Aaron “Geek in the City” Duran dreams of many other people doing the same thing. After a long and complicated applying process (long story), he has received Portland’s official OK to gather signatures of support. If all goes well and the support is there, Portland may – may – change the name of NE 42nd Ave. to NE Douglas Adams Blvd.
42, without giving away too much, is significant to Adams’s best-known work, The Hitchhiker’s Guide to the Galaxy. Hitchhiker’s is a 1979 radio series-cum-special LP recording-cum-5-novel “increasingly inaccurately named trilogy”-cum-BBC miniseries-cum-computer game-cum-tie-in towel (really)-cum-2005 movie. (Whoa. Complicated.) It also was a huge influence on many of my fellow geeks, up to and including writer Neil Gaiman, who got to know Adams and who also wrote the official companion book about Hitchhiker’s.
Douglas Adams himself, who died way too soon in May 2001, was a beautifully bent thinker, an inveterate electronics collector (he bought either the first or second Macintosh ever sold in Britain), a famed deadline-blower, an enthusiastic alcohol appreciater, an outspoken atheist, a battler of bureaucracy, a depression survivor, and a passionate environmental activist.

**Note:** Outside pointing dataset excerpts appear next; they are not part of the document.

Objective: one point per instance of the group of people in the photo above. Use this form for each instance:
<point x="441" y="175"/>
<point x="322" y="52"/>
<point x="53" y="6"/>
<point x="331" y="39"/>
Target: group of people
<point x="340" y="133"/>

One of his skills was gentle, humor-infused but sincere explaining, especially of how we might use changing technology. The Hitchhiker’s Guide is a kind of proto-Internet, with all of the knowledge of the universe at one’s fingertips…all of it of debatable accuracy. He applied quantum mechanics, alternate realities, and music theory to a detective story in his novel Dirk Gently’s Holistic Detective Agency (1987). He could explain jokingly, like an essay detailing the difference between “a Friday and a fried egg,” or really seriously explain the import of helping endangered species, as he did in one of his best books, 1992’s Last Chance to See.
Duran, in his own bent way, thinks Adams deserves a Portland memorial. Last year he walked the walk as well as talked the talk, creating Rename 42nd Dot Org (FAQ here) and weathering the procedural weirdness of street renaming. Cort and Fatboy of Rock 101 KUFO, and Rick Emerson of AM 970 The Talker, are supporters of Duran’s drive, which is why one can sign the petition at their building (as I did!). All of them have talked up the drive on their shows, and it’s starting to get media play (Amy J. Ruiz of the Portland Mercury has already given it plenty of coverage). They’re all Douglas Adams fans: and as they said on Friday’s Cort and Fatboy Show, Adams was a Portlander who just happened to be born in England.
So if all goes as Duran and I and others hope, 42 will not just be The Answer to the Ultimate Question of Life, the Universe, and Everything, it will be a way to give directions in East Portland.
And hey, if we’re unable to change the road name, someone here will eventually create a beer in Douglas’s honor. (Maybe we should aim to show it is indeed possible to make a Pan-Galactic Gargle Blaster in Earth’s atmospheric conditions! Change the course of alcohol!)